Early in the third period Eric Staal tied the game at seven with his first goal of the game. Minutes later Duchene got a breakaway, but before he could take a shot, Ovechkin threw his stick at the puck, resulting in the first penalty shot in All-Star game history, and only the third penalty assessed during the past ten years of All-Star competition. Duchene took the shot against Henrik Lundqvist, who stopped the attempt. Kris Letang scored shortly after the penalty shot to give back the lead to Team Staal. Briere scored a little over a minute later assisted by Weber and Henrik Sedin to re-tie the game. Weber's assist was his fourth of the game making him the second defenceman in history to record four assists in an All-Star Game (Ray Bourque, 1985). Team Lidstrom added two more goals before Rick Nash scored to cut the deficit to one. With about a minute and a half left in the game, Team Staal pulled their goaltender for the extra attacker. The decision backfired as Eriksson scored on the empty net with 1:11 remaining. Eric Staal scored with 33.6 seconds remaining to bring his team back within one goal, but they failed to get another shot on goal before time ran out. By coming back from a four-goal deficit to win the game Team Lidstrom set the record for biggest comeback victory in All-Star history. Lidstrom finished the game with a +7 rating, the highest rating since 1991 when Adam Oates was also a +7 for the Wales Conference. Tim Thomas earned the victory becoming the first goaltender to win three straight All-Star Games. Patrick Sharp was named Most Valuable Player (MVP) after registering one goal and two assists in a losing cause for Team Staal. The combined 21 goals was the fourth highest total in NHL All-Star Game history.

===Summary===
| | Team Staal | 10 – 11 (4-4, 2–3, 4-4) | Team Lidstrom | RBC Center (18,680) Raleigh, North Carolina |
| | | First period | |
| | Ovechkin (Chara, Green) 0:50 | | | Referees: |
| | Stastny (Sharp, Backes) 2:48 | | | Tom Kowal |
| | Elias (Stastny, Green) 3:20 | | | Kevin Pollock |
| | Giroux (Sharp, Backes) 5:41 | | |
| | | | 10:50 Kopitar (Weber) | Linesmen: |
| | | | 13:17 Byfuglien (Kane, Keith) | Don Henderson |
| | | | 16:07 Eriksson (Toews) | Darren Gibbs |
| | | | 16:30 Duchene (Lidstrom, Weber) |
| | | Second period | | MVP: Patrick Sharp |
| | Sharp (Giroux) 1:18 | | | |
| | Letang (D. Sedin, Ovechkin) 6:10 | | |
| | | | 10:08 Kopitar (2) (Eriksson, Havlat) |
| | | | 14:11 Stamkos (St. Louis, Richards) |
| | | | 15:31 Briere (H. Sedin, Weber) |
| | | Third period | |
| | E. Staal (Perry, Nash) 3:49 | | |
| | Letang (2) (Elias, Skinner) 8:46 | | |
| | | | 9:57 Briere (2) (H. Sedin, Weber) |
| | | | 10:45 Toews (Eriksson, Havlat) |
| | | | 13:53 St. Louis (Burns) |
| | Nash (Perry, Chara) 15:11 | | |
| | | | 18:49 Eriksson (2) (GWG)(EN) (Toews, Havlat) |
| | E. Staal (2) (Boyle, Backes) 19:39 | | |
W – Tim Thomas
L – Henrik Lundqvist

- Key
- Player1 (Player2, Player3) 1:00 denotes that Player1 scored a goal after 1:00, with assists from Player2 and Player3.
- GWG denotes the game-winning goal.
- EN denotes an empty net goal
- W denotes the goaltender awarded the win.
- L denotes the goaltender assigned the loss.

Source: NHL

==Notes==
A: Briere was named as a replacement for Iginla.

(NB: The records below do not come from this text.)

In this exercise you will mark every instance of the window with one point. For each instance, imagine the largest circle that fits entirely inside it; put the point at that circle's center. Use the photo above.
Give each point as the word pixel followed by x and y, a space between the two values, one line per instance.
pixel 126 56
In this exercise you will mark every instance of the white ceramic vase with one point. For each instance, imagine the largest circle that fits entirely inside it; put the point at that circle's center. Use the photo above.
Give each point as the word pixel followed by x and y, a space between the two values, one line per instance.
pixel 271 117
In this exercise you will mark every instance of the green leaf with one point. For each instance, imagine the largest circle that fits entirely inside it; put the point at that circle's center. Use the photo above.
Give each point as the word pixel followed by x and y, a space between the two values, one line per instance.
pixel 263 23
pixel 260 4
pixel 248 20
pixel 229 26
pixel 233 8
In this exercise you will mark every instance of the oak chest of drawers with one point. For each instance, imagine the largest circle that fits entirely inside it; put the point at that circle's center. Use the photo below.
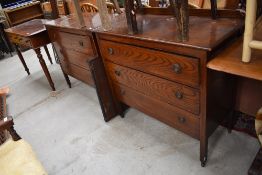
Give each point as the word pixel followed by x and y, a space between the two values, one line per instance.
pixel 168 80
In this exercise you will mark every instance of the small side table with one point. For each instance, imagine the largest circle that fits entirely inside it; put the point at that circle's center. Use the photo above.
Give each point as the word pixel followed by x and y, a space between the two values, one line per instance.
pixel 33 35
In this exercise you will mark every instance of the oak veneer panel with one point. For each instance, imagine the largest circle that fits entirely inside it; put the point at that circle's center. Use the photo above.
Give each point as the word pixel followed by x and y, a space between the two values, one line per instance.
pixel 166 113
pixel 153 62
pixel 155 87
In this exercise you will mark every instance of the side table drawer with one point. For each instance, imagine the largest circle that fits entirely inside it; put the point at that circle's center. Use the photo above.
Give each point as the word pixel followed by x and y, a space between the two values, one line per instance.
pixel 77 72
pixel 170 66
pixel 77 58
pixel 19 40
pixel 166 113
pixel 164 90
pixel 75 42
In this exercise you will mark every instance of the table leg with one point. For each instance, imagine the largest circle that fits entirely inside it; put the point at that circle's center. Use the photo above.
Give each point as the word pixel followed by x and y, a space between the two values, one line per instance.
pixel 67 79
pixel 22 59
pixel 44 67
pixel 48 54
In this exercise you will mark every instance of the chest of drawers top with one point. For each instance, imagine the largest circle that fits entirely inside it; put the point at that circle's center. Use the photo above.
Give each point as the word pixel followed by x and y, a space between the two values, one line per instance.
pixel 159 32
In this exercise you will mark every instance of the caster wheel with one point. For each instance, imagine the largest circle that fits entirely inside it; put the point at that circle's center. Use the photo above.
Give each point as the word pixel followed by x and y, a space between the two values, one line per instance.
pixel 203 162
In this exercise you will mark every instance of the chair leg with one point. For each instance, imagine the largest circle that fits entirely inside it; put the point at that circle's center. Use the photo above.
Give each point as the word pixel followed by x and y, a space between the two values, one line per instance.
pixel 48 54
pixel 250 21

B: Yandle was named as a replacement for Enstrom.

C: Havlat was named as a replacement for Hemsky.

D: Stastny was named as a replacement for Crosby.

E: Skinner was named as a replacement for Malkin.

F: McBain replaced Eberle on the rookie team.

G: Subban was named as a replacement for Skinner who was promoted from the rookie team to the All-Star Game.

H: Chara's shot was 105.9 mph (170.4 km/h), a new record.